In sciopero lo staff editoriale della rivista statunitense Washingtonian, dopo l’ultimo articolo del CEO. “Posti lavoro a rischio con smart working, i miei dipendenti devono tornare in ufficio”.
Venerdì scorso lo staff editoriale della rivista americana Washingtonian ha lanciato una protesta di un giorno in risposta a un editoriale scritto dal loro capo, Cathy Merrill, sul Washington Post. Un articolo, questo, nel quale il giornalista spiegava come il continuare a lavorare da casa, mentre “la pandemia si è ridimensionata negli Stati Uniti con la campagna vaccinale”, possa compromettere la sicurezza dei loro posti di lavoro.

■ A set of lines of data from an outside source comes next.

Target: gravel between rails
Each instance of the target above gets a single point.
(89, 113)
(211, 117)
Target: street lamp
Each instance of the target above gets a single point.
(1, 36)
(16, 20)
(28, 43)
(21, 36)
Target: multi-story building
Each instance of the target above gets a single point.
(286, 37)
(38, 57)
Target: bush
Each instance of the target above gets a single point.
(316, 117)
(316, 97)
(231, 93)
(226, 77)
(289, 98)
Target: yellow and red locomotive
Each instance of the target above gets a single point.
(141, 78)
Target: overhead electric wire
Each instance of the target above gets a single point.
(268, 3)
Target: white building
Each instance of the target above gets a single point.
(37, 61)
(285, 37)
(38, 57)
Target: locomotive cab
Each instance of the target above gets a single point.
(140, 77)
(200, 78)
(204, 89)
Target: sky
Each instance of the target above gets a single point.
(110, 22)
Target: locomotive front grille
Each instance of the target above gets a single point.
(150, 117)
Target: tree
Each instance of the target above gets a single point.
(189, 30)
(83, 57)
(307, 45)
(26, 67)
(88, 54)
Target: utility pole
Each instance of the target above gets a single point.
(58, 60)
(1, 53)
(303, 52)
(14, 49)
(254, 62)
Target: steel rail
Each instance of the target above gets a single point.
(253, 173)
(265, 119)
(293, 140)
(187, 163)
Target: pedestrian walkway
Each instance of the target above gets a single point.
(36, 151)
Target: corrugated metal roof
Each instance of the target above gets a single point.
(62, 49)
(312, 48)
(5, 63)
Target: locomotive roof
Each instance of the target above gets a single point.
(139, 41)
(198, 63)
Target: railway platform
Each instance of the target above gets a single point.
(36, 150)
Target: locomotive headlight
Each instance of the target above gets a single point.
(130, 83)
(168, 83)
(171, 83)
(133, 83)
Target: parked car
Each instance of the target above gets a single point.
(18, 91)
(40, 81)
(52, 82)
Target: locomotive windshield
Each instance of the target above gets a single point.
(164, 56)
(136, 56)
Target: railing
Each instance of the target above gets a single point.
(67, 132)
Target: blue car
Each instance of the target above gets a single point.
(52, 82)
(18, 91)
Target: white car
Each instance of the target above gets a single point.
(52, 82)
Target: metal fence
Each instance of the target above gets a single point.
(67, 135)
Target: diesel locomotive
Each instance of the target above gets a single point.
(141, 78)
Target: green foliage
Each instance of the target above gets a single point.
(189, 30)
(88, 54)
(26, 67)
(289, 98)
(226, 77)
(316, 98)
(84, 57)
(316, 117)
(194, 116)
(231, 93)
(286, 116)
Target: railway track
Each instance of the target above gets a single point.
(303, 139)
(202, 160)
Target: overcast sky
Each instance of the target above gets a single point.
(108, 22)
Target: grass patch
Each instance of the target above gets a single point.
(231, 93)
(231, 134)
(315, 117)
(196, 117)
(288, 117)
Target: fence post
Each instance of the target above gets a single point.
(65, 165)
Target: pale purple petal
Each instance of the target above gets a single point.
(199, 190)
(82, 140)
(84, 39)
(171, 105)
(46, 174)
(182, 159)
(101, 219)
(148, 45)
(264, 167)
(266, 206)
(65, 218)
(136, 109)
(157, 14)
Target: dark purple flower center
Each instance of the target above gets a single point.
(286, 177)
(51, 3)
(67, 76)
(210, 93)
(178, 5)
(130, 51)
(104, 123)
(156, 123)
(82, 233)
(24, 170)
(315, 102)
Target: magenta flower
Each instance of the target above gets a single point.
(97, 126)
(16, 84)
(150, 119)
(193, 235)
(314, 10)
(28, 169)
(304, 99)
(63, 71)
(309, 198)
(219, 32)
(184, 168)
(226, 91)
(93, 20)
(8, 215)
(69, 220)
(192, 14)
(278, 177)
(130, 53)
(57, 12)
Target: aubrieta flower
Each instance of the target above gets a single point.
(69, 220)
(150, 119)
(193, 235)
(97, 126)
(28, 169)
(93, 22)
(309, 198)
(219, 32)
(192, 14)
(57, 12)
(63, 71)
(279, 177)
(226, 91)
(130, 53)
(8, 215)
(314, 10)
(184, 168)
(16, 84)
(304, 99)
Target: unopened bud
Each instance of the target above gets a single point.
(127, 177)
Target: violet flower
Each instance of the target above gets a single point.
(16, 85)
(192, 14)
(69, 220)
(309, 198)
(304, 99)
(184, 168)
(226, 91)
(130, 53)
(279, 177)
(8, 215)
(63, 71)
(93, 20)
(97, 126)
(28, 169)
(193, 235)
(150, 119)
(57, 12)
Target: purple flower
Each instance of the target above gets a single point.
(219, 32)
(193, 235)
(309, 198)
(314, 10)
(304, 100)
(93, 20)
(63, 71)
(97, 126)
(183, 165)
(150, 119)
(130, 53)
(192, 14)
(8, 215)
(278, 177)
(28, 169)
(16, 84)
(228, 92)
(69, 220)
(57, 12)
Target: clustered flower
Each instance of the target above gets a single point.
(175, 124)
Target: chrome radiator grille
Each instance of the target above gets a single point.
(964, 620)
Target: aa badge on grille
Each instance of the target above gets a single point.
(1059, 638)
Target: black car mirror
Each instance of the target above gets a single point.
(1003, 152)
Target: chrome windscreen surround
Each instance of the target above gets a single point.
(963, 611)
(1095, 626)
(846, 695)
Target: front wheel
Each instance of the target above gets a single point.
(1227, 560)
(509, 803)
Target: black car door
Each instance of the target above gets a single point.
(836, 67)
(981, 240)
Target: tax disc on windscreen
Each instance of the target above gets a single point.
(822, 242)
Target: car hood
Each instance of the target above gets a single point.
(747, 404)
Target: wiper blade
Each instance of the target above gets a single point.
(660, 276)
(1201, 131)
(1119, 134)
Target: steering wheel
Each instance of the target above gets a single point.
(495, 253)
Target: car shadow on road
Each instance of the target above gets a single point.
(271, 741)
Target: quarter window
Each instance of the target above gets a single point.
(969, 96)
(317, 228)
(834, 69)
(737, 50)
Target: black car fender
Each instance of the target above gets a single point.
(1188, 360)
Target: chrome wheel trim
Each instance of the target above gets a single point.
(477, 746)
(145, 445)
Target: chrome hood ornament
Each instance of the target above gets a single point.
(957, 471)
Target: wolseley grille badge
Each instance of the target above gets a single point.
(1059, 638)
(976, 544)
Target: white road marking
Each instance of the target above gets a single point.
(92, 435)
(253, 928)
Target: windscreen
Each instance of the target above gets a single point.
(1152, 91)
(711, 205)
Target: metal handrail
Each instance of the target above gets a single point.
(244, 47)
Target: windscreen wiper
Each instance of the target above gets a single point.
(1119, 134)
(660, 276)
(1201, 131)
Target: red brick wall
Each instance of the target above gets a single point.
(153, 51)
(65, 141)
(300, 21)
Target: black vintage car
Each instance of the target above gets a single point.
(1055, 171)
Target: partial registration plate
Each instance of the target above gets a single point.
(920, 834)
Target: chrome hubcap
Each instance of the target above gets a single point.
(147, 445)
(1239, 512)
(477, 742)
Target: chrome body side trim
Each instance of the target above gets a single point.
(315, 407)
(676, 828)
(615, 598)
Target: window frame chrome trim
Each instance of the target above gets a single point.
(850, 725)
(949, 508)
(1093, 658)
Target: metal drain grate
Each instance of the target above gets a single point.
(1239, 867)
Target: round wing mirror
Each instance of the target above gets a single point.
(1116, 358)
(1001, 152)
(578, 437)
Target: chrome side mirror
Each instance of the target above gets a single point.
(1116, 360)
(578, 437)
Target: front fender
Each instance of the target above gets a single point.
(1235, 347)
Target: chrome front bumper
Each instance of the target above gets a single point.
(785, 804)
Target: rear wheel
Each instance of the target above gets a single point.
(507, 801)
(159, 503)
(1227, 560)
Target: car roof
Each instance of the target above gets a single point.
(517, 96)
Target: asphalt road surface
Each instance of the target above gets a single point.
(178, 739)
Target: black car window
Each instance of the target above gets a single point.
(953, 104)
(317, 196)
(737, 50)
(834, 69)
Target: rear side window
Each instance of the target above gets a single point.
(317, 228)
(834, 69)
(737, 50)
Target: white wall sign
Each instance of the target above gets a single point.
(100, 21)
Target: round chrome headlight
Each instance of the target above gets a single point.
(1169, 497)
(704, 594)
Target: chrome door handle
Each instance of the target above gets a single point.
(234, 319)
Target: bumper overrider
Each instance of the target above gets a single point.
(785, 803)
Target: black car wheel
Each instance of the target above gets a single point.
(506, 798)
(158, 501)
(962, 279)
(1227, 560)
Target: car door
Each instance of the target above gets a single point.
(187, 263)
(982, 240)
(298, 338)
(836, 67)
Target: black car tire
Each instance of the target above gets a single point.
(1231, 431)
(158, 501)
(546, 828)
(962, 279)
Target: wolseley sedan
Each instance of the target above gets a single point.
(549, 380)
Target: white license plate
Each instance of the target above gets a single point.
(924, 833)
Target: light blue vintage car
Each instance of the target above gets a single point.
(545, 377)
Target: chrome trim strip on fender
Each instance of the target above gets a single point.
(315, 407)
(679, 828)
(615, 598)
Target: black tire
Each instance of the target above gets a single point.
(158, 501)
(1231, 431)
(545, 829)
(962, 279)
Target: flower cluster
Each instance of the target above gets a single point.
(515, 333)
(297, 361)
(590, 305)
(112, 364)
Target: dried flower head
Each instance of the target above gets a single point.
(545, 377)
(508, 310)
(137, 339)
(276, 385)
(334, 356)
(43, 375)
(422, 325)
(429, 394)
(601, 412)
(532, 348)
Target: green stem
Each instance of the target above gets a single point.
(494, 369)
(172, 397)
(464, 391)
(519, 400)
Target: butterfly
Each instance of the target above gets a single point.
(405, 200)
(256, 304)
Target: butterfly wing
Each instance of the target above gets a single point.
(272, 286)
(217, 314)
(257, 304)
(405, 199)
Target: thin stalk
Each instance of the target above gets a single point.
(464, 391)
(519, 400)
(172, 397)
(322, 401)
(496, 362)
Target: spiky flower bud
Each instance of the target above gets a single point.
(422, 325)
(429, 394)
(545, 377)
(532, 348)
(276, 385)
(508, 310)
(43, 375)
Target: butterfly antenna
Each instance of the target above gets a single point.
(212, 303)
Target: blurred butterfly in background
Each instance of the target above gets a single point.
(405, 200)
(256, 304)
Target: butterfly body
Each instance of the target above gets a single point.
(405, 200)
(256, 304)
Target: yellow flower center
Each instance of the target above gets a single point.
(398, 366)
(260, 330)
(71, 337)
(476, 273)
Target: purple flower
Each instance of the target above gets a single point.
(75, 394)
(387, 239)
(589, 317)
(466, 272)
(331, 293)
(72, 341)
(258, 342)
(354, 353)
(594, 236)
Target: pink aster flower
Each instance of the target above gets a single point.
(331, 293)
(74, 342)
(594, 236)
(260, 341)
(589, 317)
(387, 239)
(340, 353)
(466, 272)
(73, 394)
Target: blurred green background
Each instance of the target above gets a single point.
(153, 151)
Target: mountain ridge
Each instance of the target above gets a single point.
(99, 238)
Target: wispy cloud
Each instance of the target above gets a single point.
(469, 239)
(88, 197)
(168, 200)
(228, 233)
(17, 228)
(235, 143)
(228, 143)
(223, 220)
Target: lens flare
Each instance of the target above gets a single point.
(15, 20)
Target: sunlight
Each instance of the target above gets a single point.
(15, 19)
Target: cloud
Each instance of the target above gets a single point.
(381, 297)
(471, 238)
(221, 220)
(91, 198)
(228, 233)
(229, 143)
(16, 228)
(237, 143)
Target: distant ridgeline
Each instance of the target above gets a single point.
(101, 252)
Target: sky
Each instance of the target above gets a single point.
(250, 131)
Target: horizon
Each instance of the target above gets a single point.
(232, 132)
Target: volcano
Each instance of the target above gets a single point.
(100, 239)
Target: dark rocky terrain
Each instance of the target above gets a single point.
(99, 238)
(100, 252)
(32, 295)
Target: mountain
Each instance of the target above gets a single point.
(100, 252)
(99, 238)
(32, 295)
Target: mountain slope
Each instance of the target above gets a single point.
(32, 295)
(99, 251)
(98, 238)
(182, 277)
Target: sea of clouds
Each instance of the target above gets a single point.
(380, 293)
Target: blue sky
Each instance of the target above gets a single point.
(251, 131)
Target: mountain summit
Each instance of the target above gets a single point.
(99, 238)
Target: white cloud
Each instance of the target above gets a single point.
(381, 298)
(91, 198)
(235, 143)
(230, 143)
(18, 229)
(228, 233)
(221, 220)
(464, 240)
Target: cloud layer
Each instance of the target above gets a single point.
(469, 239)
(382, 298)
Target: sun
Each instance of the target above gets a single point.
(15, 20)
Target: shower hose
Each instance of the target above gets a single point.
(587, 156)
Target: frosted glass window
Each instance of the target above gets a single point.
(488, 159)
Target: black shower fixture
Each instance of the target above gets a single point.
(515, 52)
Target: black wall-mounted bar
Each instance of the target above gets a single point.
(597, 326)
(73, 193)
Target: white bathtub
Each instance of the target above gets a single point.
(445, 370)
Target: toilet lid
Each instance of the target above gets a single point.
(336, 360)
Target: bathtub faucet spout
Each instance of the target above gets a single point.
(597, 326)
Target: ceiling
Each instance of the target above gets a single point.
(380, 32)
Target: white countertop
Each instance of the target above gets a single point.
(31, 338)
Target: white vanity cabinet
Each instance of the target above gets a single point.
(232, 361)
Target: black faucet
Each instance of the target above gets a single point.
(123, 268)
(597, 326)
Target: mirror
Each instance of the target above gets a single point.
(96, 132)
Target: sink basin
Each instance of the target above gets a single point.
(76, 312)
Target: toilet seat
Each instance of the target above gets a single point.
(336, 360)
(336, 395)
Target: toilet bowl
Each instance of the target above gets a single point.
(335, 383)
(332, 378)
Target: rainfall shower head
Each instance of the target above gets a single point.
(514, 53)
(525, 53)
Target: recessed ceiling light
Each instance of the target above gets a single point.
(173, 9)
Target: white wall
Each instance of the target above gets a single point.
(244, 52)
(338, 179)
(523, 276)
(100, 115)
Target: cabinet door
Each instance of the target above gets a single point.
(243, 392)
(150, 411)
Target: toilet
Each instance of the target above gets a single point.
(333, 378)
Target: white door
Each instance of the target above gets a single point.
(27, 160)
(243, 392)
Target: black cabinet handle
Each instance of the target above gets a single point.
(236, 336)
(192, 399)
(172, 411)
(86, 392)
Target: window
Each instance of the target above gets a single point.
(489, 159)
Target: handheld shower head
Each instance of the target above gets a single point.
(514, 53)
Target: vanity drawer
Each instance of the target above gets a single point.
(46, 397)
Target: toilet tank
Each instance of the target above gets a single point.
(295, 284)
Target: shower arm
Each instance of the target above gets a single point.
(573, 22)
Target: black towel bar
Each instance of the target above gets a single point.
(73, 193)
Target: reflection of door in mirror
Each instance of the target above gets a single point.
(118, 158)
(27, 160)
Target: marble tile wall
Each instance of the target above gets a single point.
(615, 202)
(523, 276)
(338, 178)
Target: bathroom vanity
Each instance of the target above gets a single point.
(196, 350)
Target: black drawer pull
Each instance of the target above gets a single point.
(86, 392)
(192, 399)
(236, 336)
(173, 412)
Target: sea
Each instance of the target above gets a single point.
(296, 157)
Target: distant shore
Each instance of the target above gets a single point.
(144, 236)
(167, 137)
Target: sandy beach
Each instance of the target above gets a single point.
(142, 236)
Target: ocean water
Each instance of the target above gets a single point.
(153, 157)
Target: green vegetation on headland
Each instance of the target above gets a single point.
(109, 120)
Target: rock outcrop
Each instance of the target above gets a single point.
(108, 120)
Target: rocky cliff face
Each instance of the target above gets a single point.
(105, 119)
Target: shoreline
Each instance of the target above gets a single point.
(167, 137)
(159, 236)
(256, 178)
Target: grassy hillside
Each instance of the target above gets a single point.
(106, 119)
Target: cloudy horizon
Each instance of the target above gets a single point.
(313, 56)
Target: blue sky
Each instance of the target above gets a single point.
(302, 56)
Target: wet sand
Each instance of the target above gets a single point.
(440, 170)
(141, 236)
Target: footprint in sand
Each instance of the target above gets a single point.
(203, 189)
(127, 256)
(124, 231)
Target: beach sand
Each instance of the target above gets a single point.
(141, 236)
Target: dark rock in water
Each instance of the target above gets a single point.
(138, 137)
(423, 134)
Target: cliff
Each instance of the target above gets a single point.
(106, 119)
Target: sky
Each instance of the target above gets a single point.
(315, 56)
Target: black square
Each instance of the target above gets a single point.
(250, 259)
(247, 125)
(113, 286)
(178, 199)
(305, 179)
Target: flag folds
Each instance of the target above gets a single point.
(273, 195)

“Come amministratore delegato, voglio che i miei dipendenti comprendano i rischi di non tornare a lavorare in ufficio”, ha scritto Merrill nell’editoriale, mentre sottolineava come lo smart working possa diventare “un forte incentivo” a trasformare i dipendenti a tempo pieno in contrattisti ad ore, senza benefit – quali l’assistenza sanitaria e i fondi pensione.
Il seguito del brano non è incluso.